Former MP’s dedication, hard work remembered

Former prime minister Sir Geoffrey Palmer speaks at the memorial service for the late Dunedin...
Former prime minister Sir Geoffrey Palmer speaks at the memorial service for the late Dunedin North MP Stan Rodger, held in Dunedin yesterday, as former Dunedin North MP Pete Hodgson (left) and the rest of the gathering listen. PHOTO: GREGOR RICHARDSON
Former cabinet minister and Dunedin North Labour MP Stan Rodger was remembered yesterday as a dedicated constituency MP with an insatiable appetite for hard work.

Mr Rodger, who died on May 29 aged 82, was a meticulous planner and had organised almost every detail of his service years before.

Speakers included Speaker Trevor Mallard, former prime minister Sir Geoffrey Palmer and Mr Rodger’s successor as Dunedin North MP, Pete Hodgson, who called the memorial "a celebration of a great man’s good life".

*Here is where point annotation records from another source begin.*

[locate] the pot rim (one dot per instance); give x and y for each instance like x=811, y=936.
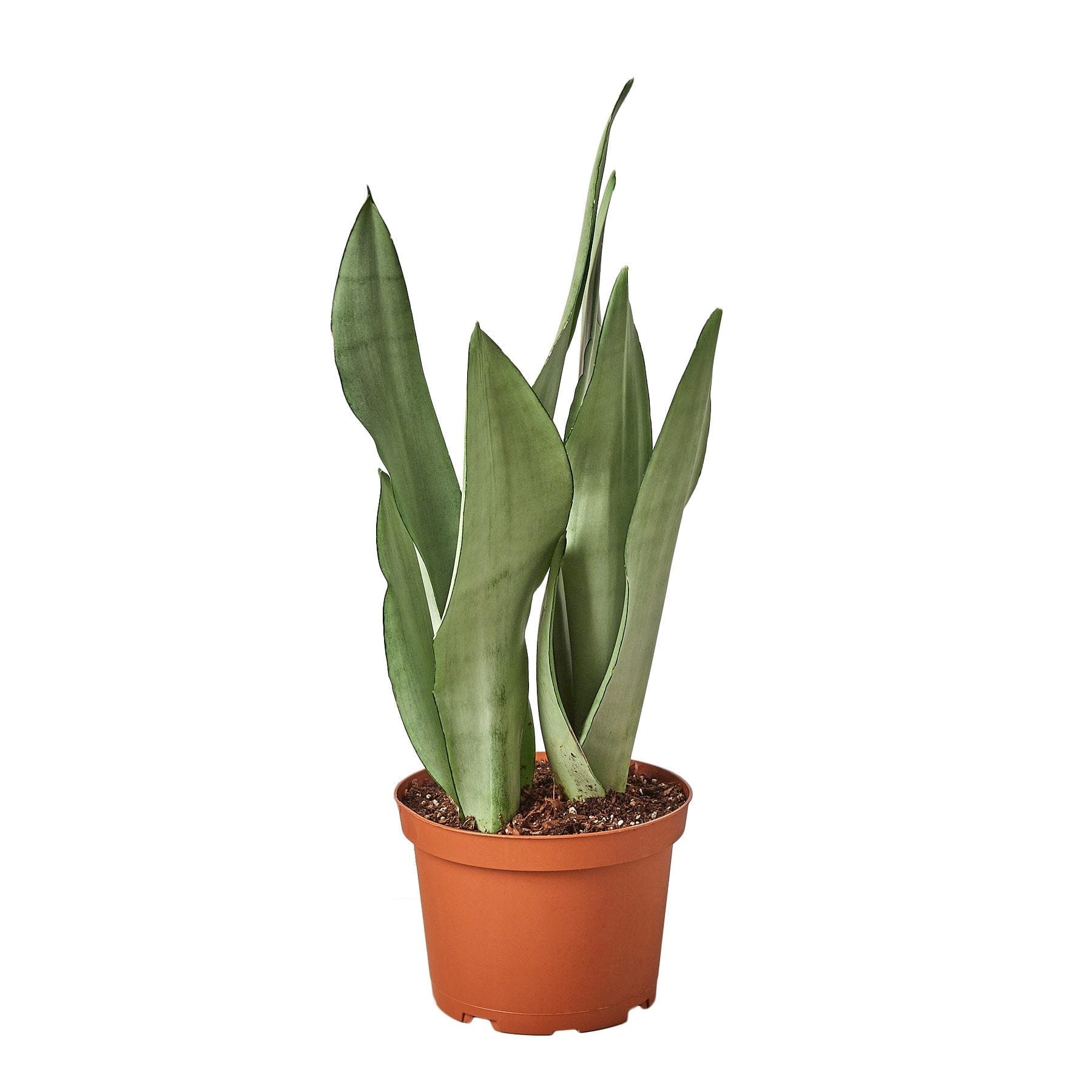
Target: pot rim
x=656, y=771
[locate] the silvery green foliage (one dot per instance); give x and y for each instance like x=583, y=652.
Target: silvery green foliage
x=595, y=513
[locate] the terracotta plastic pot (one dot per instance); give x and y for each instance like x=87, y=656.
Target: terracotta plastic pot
x=544, y=933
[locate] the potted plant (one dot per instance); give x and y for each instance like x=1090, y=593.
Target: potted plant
x=543, y=876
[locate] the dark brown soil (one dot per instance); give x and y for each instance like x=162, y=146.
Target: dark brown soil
x=545, y=811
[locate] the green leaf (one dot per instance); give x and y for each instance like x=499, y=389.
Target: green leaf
x=567, y=763
x=376, y=349
x=608, y=449
x=650, y=545
x=550, y=379
x=408, y=635
x=528, y=752
x=517, y=494
x=592, y=322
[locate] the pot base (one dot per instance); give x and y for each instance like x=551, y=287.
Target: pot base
x=532, y=1023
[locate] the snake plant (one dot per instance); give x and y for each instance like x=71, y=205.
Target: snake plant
x=593, y=509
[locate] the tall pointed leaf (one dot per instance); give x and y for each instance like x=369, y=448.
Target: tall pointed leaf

Stan Rodger, surrounded by books in his home office. PHOTO: PETER MCINTOSH
Stan Rodger, surrounded by books in his home office. PHOTO: PETER MCINTOSH
Mr Mallard said Mr Rodger had been a mentor of his for 38 years, and as recently as Budget day, May 19, had called him to offer advice.

"He called irregularly but frequently and his calls were substantive, they were long and they were always wise."

Sir Geoffrey said Mr Rodger was often underestimated, but not by the colleagues with whom he worked.

"He was a formidable opposition whip and knew the Labour Party like the back of [his] hand ... and no-one else in the cabinet understood the public service like he did.

"He knew where all the bodies were buried and what levers you had to work," Sir Geoffrey said.

Mr Rodger’s former press secretary, Debbie Hannan, said her old boss ran an office which embraced family, despite the term "workplace culture" not as yet being in vogue.

She also highlighted the lengths to which Mr Rodger would go to help a constituent, notably a woman who was convinced she was under surveillance by the Security Intelligence Service.

"Stan placated her by saying he would write to the minister in charge, Rob Muldoon, but he couched the letter in such a way that Rob Muldoon would understand what was happening.

"Sure enough Muldoon replied, personally assuring her that there was no such surveillance of her personally, or her home. The woman was very happy to receive the letter and Stan never heard from her again."

Mr Rodger, a former senior figure in the Public Service Association, was MP for Dunedin North from 1978 to 1990, and served as a cabinet minister under David Lange and Sir Geoffrey.

After deciding to leave politics under his own terms, Mr Rodger worked for the University of Otago for several years, and also served on the boards of several companies, government organisations and local charities.

Fellow trustee Geoff Thomas and University of Otago deputy vice-chancellor research and enterprise Richard Blaikie both paid tribute to Mr Rodger’s dedication as a board member and dedication to serving the community.

Daughter Gillian said life as a politician’s child meant her father went to work before she was awake and did not come home until after she had gone to sleep.

"As a teenager I went through a ‘Dad can do nothing right’ phase ... At about 17, I popped out the other side and saw what many people have said in the lovely cards that we have been sent: that my father had a great sense of humour."

Son Craig said his father had a full and complex life, and took on his many work roles with the aim of making New Zealand a better place.

"He also had a strong love for Dunedin and many of his roles reflected a desire to make the city a better place for its people."